I went to Central America to meet my daughter Brenna in Belize, and we headed north to Orange Walk district and our final destination, Lamanai Outpost Lodge. Lamanai is reachable only by driving out of Belize City for over an hour along rough narrow roads, and then another hour by boat up New River, with its exotic bird life, into New River Lagoon. From home base in our thatched hut at the lodge, with resident geckos and other reptilian wildlife living in the roof – with an occasional drop onto our beds in the middle of the night – we experienced everything from ingesting Mayan jungle medicine to catching a (small) crocodile on a night journey into the lagoon by air boat to cooking tamales over an open fire in the tiny isolated village of Indian Church. But our quest was to explore the Mayan ruins of Lamanai, deep in the thick Belizian jungle. We climbed and trekked through the jungle in haunting stillness: nobody throughout the kilometres of ruins but the two of us and our guide Reynaldo. From high atop the temples we shouted out lines of our favourite poems to hear them echo back from the strategically built structures which allowed Mayan rulers to have their voices amplified over the crowd below. Our shouts disturbed a troop of howler monkeys slumbering in the treetops, and they joined in, creating a reverberating cacophony unlike anything I’ve ever heard. The howler, reported to be the loudest animal on earth, has a roar that can be heard for five kilometres. John Lloyd Stephens, discovering Belize (as the former British Honduras) in the mid-nineteenth century, described the howler monkeys as “grave and solemn, as if officiating as the guardians of consecrated ground.” Such is the loudness and strength of this humble-looking monkey’s voice that it was digitally enhanced to create the dinosaur roars in the Jurassic Park films. And that’s precisely what our time in the Belize jungle felt like – as though we’d stepped back in time, perhaps not as far as prehistoric, but certainly eons away from what passes for our real-time life.

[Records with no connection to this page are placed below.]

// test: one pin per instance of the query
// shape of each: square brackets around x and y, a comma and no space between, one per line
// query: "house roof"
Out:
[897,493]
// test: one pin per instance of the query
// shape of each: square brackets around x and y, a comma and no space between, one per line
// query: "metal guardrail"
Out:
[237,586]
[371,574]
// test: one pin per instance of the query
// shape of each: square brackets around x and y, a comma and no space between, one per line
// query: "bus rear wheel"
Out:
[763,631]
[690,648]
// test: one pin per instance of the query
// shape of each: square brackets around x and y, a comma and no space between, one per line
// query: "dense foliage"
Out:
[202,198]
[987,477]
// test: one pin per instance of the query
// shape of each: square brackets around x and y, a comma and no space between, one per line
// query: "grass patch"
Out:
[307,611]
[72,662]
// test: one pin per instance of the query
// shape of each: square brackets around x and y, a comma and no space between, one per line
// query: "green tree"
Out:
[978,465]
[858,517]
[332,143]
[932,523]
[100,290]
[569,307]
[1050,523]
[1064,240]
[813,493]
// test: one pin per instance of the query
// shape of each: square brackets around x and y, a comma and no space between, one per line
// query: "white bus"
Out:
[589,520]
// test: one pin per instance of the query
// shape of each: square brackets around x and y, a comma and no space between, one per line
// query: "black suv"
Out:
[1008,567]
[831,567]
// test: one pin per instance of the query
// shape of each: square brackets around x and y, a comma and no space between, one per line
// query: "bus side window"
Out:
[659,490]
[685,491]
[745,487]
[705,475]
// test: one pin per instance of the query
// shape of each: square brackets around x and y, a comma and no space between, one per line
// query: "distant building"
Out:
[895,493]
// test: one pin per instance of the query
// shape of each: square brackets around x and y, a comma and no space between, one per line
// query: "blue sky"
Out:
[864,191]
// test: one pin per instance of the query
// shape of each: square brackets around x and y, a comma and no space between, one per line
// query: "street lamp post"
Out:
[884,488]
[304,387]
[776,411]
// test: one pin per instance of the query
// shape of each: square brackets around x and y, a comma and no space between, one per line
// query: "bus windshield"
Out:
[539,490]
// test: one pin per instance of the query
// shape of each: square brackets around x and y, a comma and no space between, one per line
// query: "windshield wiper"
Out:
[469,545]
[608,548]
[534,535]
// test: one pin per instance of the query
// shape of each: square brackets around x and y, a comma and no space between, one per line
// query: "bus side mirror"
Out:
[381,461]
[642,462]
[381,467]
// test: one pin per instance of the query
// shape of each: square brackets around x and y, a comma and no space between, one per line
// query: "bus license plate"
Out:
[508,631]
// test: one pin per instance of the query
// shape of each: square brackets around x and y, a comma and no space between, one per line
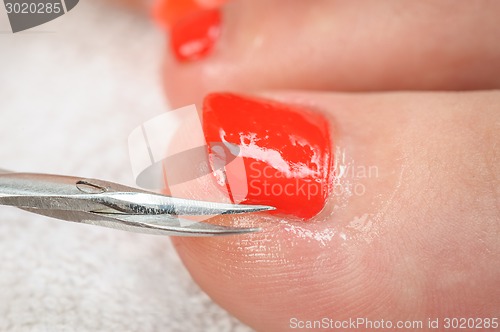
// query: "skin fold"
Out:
[422,238]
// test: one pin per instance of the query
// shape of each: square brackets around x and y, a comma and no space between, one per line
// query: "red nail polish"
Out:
[168,12]
[285,150]
[194,36]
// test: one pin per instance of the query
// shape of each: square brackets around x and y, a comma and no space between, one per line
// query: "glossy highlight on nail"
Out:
[284,152]
[194,36]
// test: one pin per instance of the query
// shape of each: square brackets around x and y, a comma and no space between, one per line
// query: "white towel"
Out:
[71,91]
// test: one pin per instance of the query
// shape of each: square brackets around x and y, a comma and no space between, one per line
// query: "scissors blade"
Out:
[147,224]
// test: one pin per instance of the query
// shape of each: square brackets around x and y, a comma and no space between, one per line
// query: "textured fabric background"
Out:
[70,93]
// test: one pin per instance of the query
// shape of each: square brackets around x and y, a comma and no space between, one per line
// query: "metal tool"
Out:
[109,204]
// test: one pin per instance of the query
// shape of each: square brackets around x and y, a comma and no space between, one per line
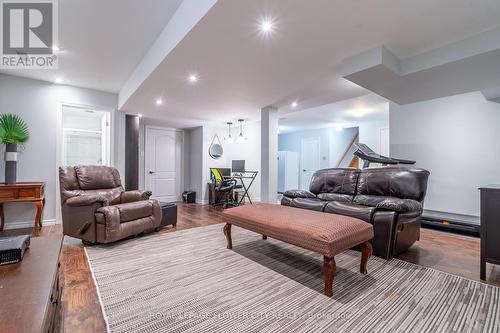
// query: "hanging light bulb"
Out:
[241,138]
[229,138]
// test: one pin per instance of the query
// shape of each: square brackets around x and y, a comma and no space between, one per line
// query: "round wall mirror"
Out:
[215,151]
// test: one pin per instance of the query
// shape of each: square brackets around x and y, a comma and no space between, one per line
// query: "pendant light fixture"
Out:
[241,138]
[229,138]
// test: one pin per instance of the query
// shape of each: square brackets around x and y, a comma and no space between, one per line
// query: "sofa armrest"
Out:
[131,196]
[298,194]
[87,200]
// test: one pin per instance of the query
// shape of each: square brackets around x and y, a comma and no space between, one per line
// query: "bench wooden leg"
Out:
[329,268]
[366,252]
[227,232]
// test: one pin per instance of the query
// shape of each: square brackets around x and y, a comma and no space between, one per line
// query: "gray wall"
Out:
[39,104]
[457,139]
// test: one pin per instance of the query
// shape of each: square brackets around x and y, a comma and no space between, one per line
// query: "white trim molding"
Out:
[27,224]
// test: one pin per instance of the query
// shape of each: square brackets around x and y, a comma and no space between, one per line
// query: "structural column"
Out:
[269,154]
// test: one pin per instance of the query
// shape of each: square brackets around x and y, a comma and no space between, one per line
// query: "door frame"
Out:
[59,141]
[146,154]
[380,130]
[302,140]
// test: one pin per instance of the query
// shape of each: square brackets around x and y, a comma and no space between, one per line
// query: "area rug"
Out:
[187,281]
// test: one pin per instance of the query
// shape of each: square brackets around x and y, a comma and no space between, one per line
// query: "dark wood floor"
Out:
[81,311]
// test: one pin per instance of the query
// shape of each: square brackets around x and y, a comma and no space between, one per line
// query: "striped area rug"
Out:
[187,281]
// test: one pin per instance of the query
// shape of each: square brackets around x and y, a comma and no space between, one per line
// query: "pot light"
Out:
[266,26]
[193,78]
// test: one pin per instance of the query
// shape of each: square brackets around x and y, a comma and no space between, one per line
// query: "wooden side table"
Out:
[23,192]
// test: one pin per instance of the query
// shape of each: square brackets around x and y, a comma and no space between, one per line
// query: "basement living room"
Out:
[250,165]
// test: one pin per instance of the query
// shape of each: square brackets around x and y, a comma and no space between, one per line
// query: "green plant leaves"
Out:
[13,129]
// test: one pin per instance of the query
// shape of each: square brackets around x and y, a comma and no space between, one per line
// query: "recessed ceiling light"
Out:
[266,26]
[193,78]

After Lamanai we weren’t ready to leave Belize, and so took a water voyage to the glorious northern island of Ambergris Caye with its sand roads and wonderful reef. After a brief respite, it was on to our next stop for more Mayan discoveries: Guatemala.
We travelled to tiny Flores, built on an island, and from there ventured through the Petén Basin in northern Guatemala into the Tikal ruins, which lie among tropical rainforests. The 10-12 km hike through these ruins was carried out amid the 40C, 85% humidity temperatures with its variety of biting ants and creepy-crawlies. We managed to climb all of the six Temples, apart from Temple I, closed due to deaths from tumbling down the treacherous steps! We of course obeyed the rules on that one…

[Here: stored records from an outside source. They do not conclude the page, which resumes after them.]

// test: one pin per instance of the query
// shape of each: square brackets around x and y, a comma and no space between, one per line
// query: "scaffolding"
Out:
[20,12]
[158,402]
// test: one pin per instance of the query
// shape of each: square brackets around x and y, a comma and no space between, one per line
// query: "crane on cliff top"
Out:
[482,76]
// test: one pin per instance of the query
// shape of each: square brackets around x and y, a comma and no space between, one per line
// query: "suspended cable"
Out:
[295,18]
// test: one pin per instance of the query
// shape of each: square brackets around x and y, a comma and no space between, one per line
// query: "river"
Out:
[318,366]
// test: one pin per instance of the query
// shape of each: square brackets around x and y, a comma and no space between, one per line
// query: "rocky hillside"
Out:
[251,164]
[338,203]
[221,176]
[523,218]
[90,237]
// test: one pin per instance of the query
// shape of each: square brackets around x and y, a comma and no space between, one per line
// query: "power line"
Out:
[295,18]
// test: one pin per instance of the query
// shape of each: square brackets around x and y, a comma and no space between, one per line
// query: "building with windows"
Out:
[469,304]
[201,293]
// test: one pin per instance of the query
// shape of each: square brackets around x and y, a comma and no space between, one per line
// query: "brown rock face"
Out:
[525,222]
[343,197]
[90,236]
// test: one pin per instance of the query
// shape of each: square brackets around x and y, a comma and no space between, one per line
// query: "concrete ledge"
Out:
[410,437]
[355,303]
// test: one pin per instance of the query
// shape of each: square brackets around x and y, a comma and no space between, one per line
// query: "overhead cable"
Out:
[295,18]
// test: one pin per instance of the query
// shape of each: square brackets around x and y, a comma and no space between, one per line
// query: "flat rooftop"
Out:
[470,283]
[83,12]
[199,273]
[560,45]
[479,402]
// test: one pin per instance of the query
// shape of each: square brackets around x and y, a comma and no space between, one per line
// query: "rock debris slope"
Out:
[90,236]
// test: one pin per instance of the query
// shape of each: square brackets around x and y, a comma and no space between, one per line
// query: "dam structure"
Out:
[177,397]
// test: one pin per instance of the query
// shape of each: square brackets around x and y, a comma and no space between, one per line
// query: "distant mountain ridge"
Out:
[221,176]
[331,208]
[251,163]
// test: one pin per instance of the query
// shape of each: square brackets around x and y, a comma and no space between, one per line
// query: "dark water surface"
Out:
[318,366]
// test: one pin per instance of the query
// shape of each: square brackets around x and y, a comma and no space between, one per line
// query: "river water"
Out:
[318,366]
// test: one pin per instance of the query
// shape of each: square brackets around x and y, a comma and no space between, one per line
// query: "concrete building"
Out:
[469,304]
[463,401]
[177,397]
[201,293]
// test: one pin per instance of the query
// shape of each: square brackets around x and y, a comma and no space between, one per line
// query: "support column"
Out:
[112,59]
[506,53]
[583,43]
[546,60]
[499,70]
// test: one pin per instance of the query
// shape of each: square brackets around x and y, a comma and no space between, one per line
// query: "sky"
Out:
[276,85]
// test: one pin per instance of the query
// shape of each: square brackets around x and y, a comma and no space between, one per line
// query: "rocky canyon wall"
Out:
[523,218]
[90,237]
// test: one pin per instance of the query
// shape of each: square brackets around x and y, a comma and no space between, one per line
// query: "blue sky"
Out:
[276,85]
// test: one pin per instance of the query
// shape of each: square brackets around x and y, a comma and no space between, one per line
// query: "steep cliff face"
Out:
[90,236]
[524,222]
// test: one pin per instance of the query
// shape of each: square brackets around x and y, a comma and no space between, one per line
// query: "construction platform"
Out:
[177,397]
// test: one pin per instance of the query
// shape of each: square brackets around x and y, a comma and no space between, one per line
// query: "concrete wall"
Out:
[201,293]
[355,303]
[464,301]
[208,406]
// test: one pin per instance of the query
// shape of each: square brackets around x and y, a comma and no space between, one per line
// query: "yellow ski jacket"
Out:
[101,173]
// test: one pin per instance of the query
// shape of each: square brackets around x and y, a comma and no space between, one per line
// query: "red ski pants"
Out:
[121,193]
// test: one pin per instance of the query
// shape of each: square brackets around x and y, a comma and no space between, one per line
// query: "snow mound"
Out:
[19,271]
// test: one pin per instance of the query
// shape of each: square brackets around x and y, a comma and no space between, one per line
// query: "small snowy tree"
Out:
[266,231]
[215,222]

At the top of Temple IV a movie buff taking in the view informed us that the very vista we looked out on – the eerie tops of ruined temples rising above the treetops – was filmed as the rebel base of the Massassi Outpost on the fourth Moon of Yavin in Star Wars. You never know what unexpected information you’ll learn on these expeditions…

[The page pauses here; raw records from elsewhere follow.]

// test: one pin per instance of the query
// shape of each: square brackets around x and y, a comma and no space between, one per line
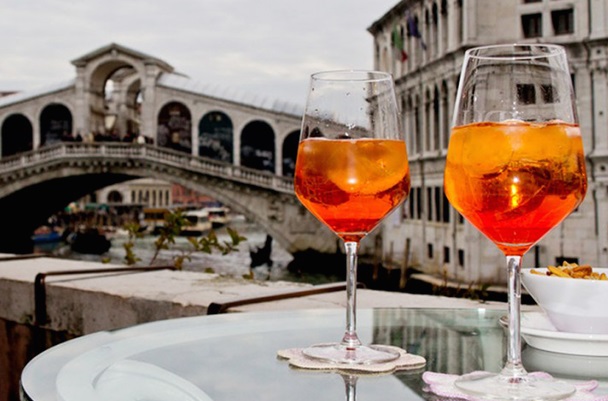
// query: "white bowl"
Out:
[572,305]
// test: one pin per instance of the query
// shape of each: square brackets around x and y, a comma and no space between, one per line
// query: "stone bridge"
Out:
[35,184]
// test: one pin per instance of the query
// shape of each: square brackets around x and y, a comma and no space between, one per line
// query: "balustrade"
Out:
[110,151]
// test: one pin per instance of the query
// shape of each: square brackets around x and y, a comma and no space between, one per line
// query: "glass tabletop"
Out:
[233,357]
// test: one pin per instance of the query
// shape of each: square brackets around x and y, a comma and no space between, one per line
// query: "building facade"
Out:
[422,43]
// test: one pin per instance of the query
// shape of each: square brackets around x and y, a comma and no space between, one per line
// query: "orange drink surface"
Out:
[514,180]
[351,184]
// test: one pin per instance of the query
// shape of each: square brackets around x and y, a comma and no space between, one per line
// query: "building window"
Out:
[549,94]
[532,25]
[563,21]
[526,93]
[429,203]
[446,208]
[419,203]
[446,254]
[437,193]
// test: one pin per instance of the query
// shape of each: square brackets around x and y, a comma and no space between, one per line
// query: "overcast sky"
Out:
[261,47]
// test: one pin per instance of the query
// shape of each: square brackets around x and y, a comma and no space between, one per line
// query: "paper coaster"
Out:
[405,361]
[442,384]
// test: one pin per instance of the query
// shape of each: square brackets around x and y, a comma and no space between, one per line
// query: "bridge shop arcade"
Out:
[133,100]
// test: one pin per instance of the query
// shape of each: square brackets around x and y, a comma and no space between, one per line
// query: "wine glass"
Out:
[351,172]
[515,169]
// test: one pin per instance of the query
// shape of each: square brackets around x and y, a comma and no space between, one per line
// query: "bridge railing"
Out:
[117,150]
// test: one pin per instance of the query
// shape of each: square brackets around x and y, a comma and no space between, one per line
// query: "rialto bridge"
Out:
[128,115]
[35,184]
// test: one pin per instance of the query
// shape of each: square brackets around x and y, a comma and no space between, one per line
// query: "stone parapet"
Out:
[89,302]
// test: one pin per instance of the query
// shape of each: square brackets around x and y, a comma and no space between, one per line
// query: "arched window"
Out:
[215,137]
[55,124]
[175,127]
[290,151]
[17,135]
[257,146]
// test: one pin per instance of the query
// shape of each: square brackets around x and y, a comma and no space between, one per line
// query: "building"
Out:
[422,43]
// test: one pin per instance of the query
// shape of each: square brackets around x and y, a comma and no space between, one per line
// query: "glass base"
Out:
[492,386]
[361,355]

And then it was out of the rainforest and down south of Guatemala City to other-worldly, crumbling, colonial Antigua, where Brenna is living and studying Spanish. The history of these places makes my writers’ soul come alive; in the stillness of dark nights, with only hushed footsteps on the ancient cobbled streets of that tiny town, surrounded by its three volcanoes, I felt the vibration of past lives, and the stories started…
While for now Central America will have to be placed in the queue – I’m working on a story set in another, distant country – I have little doubt that these amazing images will force their way into my thoughts again and again, and the voices that demand to be heard will only be quieted for so long.